Онисимов понял: Василий Данилович был бы не прочь выбраться под звезды, посидеть, походить вдвоем в обширном, темнеющем за стеклами парке посольства. Однако Александр Леонтьевич, и прежде то почти не знававший прогулок, здесь нарочито избегал выходить по вечерам на свежий воздух. Он заметил, что под открытым небом после захода солнца его почему то пронимает озноб. А затем ночью, в постели, вдруг выступал, случаюсь, пот, сразу делавший мокрой рубашку. Ничего подобного с ним раньше не бывало.

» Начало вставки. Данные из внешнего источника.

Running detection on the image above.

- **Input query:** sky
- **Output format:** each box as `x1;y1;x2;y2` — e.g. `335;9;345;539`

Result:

Правда, эта непонятная потливость еще очень редко посещала его и то лишь — так по крайней мере казалось Онисимову, — если он бывал вечером на воздухе Александр Леонтьевич не придавал значения этим неприятным странностям — не он один плохо переносил непривычно холодное здешнее лето. И все же предпочитал проводить свободные вечера в четырех стенах. Кстати, под крышей и не очень разыгрывался кашель, на воле же Онисимов обязательно раскашливался.
— Сыровато, — произносит он, глядя в окно. Таков его ответ на невысказанное предложение Василия Даниловича.
— А не наплевать ли?
Склонив набок большую, словно бы тяжеловатую голову, Онисимов смотрит на красноватое, обветренное лицо Челышева. Сколько же лет этому трехжильному доменщику-академику? Кажется, семьдесят три. А Онисимову лишь пятьдесят четыре. Подмывает откровенно сказать «Для меня сыро». Нет, Александр Леонтьевич не разрешает себе жалобной нотки.
— Вы тут у меня на попечении. И извольте меня слушаться.
Он ведет гостя в кабинет. Туда проникает сквозь окно слабое свечение неба. Смутно поблескивает навощенный паркет. Различим запах табачного дымка. Она, эта комната, действительно излюбленная Онисимова. Он с некоторых пор стал даже стелить себе здесь на ночь и, истребляя сигарету за сигаретой, все же одолевал бессонницу, забывался в недолгом, неглубоком сне.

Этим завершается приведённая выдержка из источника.